Dans les secrets de vie des malades du Coronavirus

Hospitalisés au Centre de traitement des épidémies (Cte) de Thiès, des malades infectés par le Covid-19 vivent déjà l’angoisse de passer la Tabaski loin de leurs familles. «L’Obs» a fait une immersion au centre pour déceler les secrets de vie des malades contaminés par le Coronavirus.

A l’entrée du Centre de traitement des épidémies (Cte) de l’hôpital régional Ahmadou Sakhir Ndiéguène de Thiès, Dr Amina Dia Guèye s’apprête à aller visiter les malades du Covid-19. Chaussée d’une paire de bottes, elle porte un équipement de protection de couleur bleue. Un masque sur le nez, elle a couvert son visage avec un autre masque en plastique transparent. Il est 14h. Le déjeuner doit être servi aux malades. Sur la porte d’entrée, il est affiché Zone rouge en gros caractères. Une salle est aménagée pour permettre aux agents de santé de porter des équipements de protection avant d’accéder au centre. Tout un dispositif sanitaire est mis en place afin que le virus ne s’échappe pas du centre. Le sacerdoce chevillé au corps, Dr Amina Dia Guèye fait son travail avec passion.
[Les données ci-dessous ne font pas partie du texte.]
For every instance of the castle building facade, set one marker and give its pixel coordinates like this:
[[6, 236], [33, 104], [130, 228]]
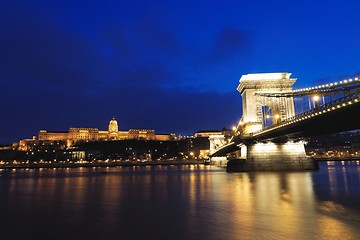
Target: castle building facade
[[94, 134]]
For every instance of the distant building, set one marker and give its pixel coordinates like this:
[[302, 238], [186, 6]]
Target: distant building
[[94, 134]]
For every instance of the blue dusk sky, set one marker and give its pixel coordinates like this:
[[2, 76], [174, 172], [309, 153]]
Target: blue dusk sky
[[172, 66]]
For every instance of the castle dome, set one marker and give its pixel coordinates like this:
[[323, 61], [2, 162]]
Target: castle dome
[[113, 126]]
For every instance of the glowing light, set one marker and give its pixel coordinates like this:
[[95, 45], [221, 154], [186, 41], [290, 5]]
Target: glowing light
[[316, 98]]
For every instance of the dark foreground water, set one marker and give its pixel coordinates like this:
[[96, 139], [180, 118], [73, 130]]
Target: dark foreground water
[[180, 202]]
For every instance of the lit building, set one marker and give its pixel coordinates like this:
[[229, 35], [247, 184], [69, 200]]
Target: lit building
[[94, 134]]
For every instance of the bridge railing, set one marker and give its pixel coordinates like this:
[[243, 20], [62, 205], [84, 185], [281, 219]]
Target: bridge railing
[[338, 103]]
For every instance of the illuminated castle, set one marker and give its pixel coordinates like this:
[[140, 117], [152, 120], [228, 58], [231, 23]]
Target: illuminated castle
[[94, 134]]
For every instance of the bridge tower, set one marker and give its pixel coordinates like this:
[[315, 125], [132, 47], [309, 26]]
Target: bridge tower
[[215, 142], [269, 155], [255, 106]]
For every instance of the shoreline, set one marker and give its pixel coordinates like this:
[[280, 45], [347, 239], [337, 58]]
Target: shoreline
[[112, 164]]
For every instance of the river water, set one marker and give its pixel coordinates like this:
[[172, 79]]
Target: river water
[[180, 202]]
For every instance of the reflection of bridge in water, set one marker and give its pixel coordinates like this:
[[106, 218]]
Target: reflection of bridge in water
[[277, 120]]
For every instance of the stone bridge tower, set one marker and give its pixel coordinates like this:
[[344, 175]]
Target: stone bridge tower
[[253, 105], [268, 155]]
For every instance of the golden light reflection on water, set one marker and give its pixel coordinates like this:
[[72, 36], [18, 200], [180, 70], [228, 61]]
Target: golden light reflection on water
[[205, 201]]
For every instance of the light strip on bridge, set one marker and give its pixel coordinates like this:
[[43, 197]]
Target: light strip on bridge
[[319, 87], [286, 122]]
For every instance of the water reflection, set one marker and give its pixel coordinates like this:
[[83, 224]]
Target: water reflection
[[180, 202]]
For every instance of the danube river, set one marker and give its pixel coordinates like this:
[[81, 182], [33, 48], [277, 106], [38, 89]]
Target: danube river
[[180, 202]]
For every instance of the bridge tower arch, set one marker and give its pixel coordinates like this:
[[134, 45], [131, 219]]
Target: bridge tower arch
[[252, 103], [268, 155]]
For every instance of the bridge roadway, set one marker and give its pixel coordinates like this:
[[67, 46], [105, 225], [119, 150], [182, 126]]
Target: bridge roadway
[[337, 116]]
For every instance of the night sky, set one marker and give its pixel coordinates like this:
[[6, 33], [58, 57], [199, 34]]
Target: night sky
[[172, 66]]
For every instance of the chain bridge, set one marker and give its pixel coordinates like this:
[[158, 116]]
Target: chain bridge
[[277, 120]]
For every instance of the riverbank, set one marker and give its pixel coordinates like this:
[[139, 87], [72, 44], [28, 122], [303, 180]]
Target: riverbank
[[94, 164]]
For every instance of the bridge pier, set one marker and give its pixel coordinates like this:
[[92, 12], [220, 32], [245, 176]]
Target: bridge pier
[[271, 156]]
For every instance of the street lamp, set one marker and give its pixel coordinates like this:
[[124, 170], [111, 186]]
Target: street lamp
[[316, 99]]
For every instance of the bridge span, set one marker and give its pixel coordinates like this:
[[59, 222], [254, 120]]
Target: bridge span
[[274, 127]]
Elle frappe énergiquement à la porte d’entrée.

Quelques minutes plus tard, elle s’ouvre. Elle fait entrer des bouteilles d’eau de 10 litres. Elle tient entre les mains des masques de rechange destinés aux malades du Coronavirus. La porte se referme solidement derrière elle et son visiteur du jour, camouflé dans un équipement de protection individuelle (Epi). Elle guide nos pas pour le reportage. Dr Amina Dia Guèye démarre ses visites dans les différentes salles d’hospitalisation où les malades sont en train de déguster un bon yassa au poulet. Le centre de traitement est proprement entretenu. Des kits de lavage des mains et du savon liquide sont positionnés dans la cour. Justin, homme métissé, perché sur ses 70 ans, est couché sur son lit d’hospitalisation.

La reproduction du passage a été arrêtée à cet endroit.